[Impala-ASF-CR] IMPALA-110: Support for multiple DISTINCT

Tim Armstrong (Code Review) Wed, 08 Aug 2018 17:12:56 -0700

Tim Armstrong has posted comments on this change. ( 
http://gerrit.cloudera.org:8080/10771 )


Change subject: IMPALA-110: Support for multiple DISTINCT
......................................................................


Patch Set 4:

(29 comments)

I did a pass over the backend and the tests. It looks solid to me, comments are 
mainly aimed at making it more readable for people in the future and catching 
regressions.

I'd like to understand the fe part too.

http://gerrit.cloudera.org:8080/#/c/10771/4/be/src/exec/aggregation-node-base.h
File be/src/exec/aggregation-node-base.h:

http://gerrit.cloudera.org:8080/#/c/10771/4/be/src/exec/aggregation-node-base.h@43
PS4, Line 43:   bool replicate_input_;
const


http://gerrit.cloudera.org:8080/#/c/10771/4/be/src/exec/aggregation-node.h
File be/src/exec/aggregation-node.h:

http://gerrit.cloudera.org:8080/#/c/10771/4/be/src/exec/aggregation-node.h@50
PS4, Line 50: curr_agg_idx_
optional: maybe something more explicit like curr_output_agg_idx_?

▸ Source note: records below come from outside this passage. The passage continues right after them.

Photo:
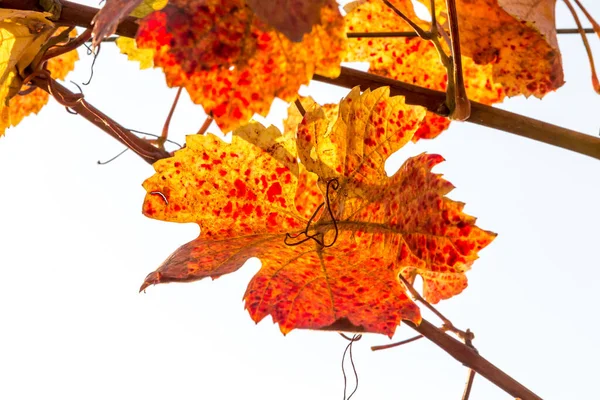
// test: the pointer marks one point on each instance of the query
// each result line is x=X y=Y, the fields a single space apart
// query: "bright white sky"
x=74 y=249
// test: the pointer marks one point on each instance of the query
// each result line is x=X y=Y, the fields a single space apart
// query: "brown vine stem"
x=356 y=35
x=400 y=343
x=431 y=99
x=460 y=107
x=586 y=44
x=481 y=114
x=71 y=45
x=471 y=359
x=464 y=354
x=72 y=14
x=140 y=146
x=467 y=336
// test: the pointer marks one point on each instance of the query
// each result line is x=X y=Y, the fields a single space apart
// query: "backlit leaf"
x=293 y=18
x=22 y=35
x=231 y=62
x=21 y=106
x=247 y=195
x=114 y=11
x=412 y=60
x=516 y=37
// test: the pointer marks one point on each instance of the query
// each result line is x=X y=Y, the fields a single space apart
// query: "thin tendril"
x=348 y=349
x=96 y=54
x=161 y=195
x=25 y=92
x=156 y=136
x=334 y=184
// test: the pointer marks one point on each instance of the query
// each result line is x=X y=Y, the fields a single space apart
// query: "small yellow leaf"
x=22 y=35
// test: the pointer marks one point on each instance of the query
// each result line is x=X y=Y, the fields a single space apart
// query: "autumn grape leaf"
x=293 y=18
x=114 y=11
x=412 y=60
x=247 y=195
x=231 y=62
x=21 y=106
x=516 y=37
x=22 y=36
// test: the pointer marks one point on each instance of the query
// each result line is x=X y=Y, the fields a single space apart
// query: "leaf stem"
x=299 y=106
x=458 y=102
x=400 y=343
x=586 y=44
x=596 y=26
x=471 y=372
x=165 y=132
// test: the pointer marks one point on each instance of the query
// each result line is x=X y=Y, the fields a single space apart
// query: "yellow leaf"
x=22 y=35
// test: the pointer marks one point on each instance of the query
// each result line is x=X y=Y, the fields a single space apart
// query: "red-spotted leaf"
x=334 y=232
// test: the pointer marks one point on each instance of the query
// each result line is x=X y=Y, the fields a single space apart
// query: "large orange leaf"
x=412 y=60
x=247 y=195
x=293 y=18
x=516 y=37
x=231 y=62
x=114 y=11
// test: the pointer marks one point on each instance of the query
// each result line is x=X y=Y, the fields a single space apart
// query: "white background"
x=74 y=249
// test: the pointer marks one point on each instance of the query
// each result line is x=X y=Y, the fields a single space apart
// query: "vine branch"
x=356 y=35
x=481 y=114
x=141 y=147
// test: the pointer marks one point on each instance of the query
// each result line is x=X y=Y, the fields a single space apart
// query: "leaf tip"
x=152 y=279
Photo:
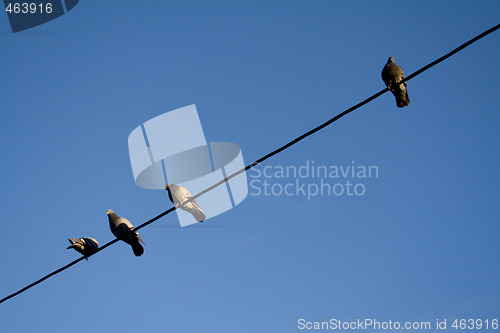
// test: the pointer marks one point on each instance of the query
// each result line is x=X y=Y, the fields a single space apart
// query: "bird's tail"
x=137 y=248
x=401 y=95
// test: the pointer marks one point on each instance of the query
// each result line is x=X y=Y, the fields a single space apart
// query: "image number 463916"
x=28 y=8
x=28 y=14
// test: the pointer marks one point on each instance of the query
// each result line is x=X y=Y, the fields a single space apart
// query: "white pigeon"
x=179 y=195
x=122 y=229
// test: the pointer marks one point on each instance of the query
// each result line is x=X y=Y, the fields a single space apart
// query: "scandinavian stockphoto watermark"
x=311 y=179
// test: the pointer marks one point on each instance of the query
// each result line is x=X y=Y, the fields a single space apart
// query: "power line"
x=274 y=152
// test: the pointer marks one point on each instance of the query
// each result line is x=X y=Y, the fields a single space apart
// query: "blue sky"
x=420 y=244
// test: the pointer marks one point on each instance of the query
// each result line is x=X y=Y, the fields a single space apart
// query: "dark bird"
x=86 y=246
x=179 y=195
x=392 y=74
x=123 y=230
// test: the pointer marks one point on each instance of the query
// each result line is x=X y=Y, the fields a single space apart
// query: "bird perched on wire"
x=86 y=245
x=123 y=230
x=179 y=195
x=392 y=74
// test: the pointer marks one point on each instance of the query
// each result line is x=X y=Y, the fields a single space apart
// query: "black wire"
x=274 y=152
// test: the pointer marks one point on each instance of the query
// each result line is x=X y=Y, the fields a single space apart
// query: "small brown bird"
x=86 y=245
x=392 y=74
x=178 y=195
x=122 y=229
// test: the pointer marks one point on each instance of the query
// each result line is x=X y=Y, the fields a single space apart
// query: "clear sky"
x=420 y=244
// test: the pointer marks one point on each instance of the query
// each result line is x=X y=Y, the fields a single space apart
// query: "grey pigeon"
x=178 y=195
x=392 y=74
x=86 y=245
x=122 y=229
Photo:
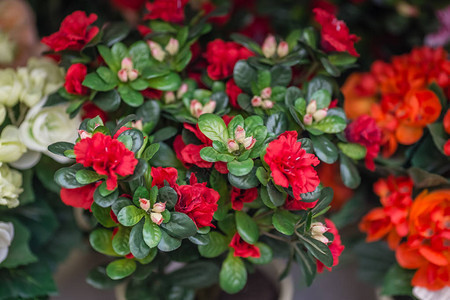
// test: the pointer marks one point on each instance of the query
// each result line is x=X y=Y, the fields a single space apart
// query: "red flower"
x=74 y=79
x=239 y=197
x=336 y=246
x=293 y=204
x=79 y=197
x=291 y=165
x=242 y=248
x=233 y=92
x=107 y=156
x=365 y=131
x=198 y=202
x=335 y=33
x=222 y=56
x=167 y=10
x=75 y=32
x=160 y=175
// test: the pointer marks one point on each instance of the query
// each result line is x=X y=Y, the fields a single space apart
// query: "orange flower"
x=428 y=246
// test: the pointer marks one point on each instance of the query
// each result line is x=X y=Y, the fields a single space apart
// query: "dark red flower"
x=79 y=197
x=239 y=197
x=75 y=32
x=222 y=56
x=198 y=202
x=364 y=131
x=233 y=92
x=74 y=79
x=167 y=10
x=107 y=156
x=291 y=165
x=336 y=246
x=335 y=33
x=242 y=248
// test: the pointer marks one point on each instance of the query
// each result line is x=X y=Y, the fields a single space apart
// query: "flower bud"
x=320 y=114
x=144 y=203
x=269 y=46
x=182 y=90
x=172 y=47
x=159 y=207
x=256 y=101
x=239 y=134
x=249 y=142
x=232 y=145
x=266 y=93
x=267 y=104
x=133 y=74
x=123 y=75
x=283 y=49
x=307 y=119
x=157 y=218
x=127 y=64
x=312 y=107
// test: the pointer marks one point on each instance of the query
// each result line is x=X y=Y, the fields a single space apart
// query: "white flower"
x=6 y=237
x=11 y=147
x=44 y=126
x=10 y=186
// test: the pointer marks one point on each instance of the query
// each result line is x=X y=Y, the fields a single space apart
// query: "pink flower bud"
x=269 y=46
x=239 y=134
x=232 y=145
x=123 y=75
x=157 y=218
x=133 y=74
x=182 y=90
x=283 y=49
x=159 y=207
x=249 y=142
x=320 y=114
x=307 y=119
x=266 y=93
x=267 y=104
x=127 y=64
x=256 y=101
x=144 y=203
x=172 y=47
x=312 y=107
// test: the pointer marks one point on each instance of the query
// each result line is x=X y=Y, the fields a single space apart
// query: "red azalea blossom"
x=222 y=56
x=74 y=79
x=75 y=32
x=167 y=10
x=365 y=131
x=335 y=33
x=336 y=246
x=198 y=202
x=107 y=156
x=242 y=248
x=79 y=197
x=291 y=165
x=240 y=196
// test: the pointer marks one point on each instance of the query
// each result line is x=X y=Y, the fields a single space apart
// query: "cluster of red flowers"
x=417 y=230
x=396 y=95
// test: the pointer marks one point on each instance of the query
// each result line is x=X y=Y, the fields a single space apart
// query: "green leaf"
x=233 y=275
x=240 y=168
x=213 y=127
x=284 y=221
x=130 y=215
x=353 y=150
x=151 y=233
x=180 y=226
x=325 y=150
x=121 y=268
x=218 y=244
x=247 y=227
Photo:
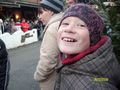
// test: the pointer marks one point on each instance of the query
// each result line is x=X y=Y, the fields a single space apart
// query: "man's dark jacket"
x=4 y=66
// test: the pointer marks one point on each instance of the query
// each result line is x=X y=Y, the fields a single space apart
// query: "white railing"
x=19 y=38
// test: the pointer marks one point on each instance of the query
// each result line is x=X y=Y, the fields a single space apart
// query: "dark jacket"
x=4 y=66
x=98 y=70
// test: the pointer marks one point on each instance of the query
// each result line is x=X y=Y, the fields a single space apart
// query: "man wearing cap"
x=45 y=71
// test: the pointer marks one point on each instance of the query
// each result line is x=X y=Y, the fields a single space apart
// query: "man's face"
x=44 y=15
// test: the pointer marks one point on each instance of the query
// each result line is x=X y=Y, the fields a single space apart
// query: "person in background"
x=90 y=63
x=24 y=25
x=13 y=28
x=4 y=66
x=1 y=26
x=50 y=15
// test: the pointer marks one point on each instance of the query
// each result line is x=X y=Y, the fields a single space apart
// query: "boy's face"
x=73 y=36
x=70 y=2
x=45 y=15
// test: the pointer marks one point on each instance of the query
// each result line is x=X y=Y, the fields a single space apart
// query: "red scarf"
x=77 y=57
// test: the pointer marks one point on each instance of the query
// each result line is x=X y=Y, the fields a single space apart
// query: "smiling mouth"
x=69 y=39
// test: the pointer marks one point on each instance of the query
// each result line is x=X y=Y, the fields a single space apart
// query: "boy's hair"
x=53 y=5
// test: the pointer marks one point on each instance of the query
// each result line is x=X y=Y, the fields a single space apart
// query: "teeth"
x=68 y=39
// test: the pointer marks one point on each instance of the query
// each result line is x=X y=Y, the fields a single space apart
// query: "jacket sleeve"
x=48 y=54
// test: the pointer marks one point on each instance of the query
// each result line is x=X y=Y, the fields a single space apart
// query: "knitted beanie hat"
x=93 y=21
x=54 y=5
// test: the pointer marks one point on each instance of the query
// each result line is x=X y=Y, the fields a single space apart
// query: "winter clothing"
x=53 y=5
x=94 y=22
x=45 y=71
x=4 y=66
x=24 y=26
x=94 y=69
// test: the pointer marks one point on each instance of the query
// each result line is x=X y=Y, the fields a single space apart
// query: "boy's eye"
x=81 y=25
x=64 y=23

http://gerrit.cloudera.org:8080/#/c/10771/4/be/src/exec/aggregation-node.cc
File be/src/exec/aggregation-node.cc:

http://gerrit.cloudera.org:8080/#/c/10771/4/be/src/exec/aggregation-node.cc@49
PS4, Line 49: batch
maybe child_batch or input_batch to disambiguate from the minibatches


http://gerrit.cloudera.org:8080/#/c/10771/4/be/src/exec/aggregation-node.cc@55
PS4, Line 55:         new RowBatch(child(0)->row_desc(), state->batch_size(), 
mem_tracker()));
It's a little unfortunate that there's no way in C++ apparently to forward 
arguments to an array constructor, otherwise we could just use

unique_ptr<RowBatch[]>


http://gerrit.cloudera.org:8080/#/c/10771/4/be/src/exec/aggregation-node.cc@56
PS4, Line 56:     mini_batches.push_back(std::move(mini_batch));
nit: might be possible to make this more concise with something like:

  mini_batches.push_back(make_unique<RowBatch>(child(0)->row_desc(), 
state->batch_size(), mem_tracker())));


http://gerrit.cloudera.org:8080/#/c/10771/4/be/src/exec/aggregator.h
File be/src/exec/aggregator.h:

http://gerrit.cloudera.org:8080/#/c/10771/4/be/src/exec/aggregator.h@81
PS4, Line 81:   /// Used to insert input rows if this is a streaming pre-agg. 
Tries to aggregate all of
nit: add blank lines between methods with comments (existing code violated this 
style)


http://gerrit.cloudera.org:8080/#/c/10771/4/be/src/exec/aggregator.h@93
PS4, Line 93:   virtual bool eos() = 0;
This is a bit pedantic (so I'm ok if you ignore) but I think eos() and 
num_grouping_exprs() should be Eos() and GetNumGroupingExprs() according to the 
style guide since they're not really accessors: 
https://google.github.io/styleguide/cppguide.html#Function_Names

Or we could add a eos_ member and make this a true accessor.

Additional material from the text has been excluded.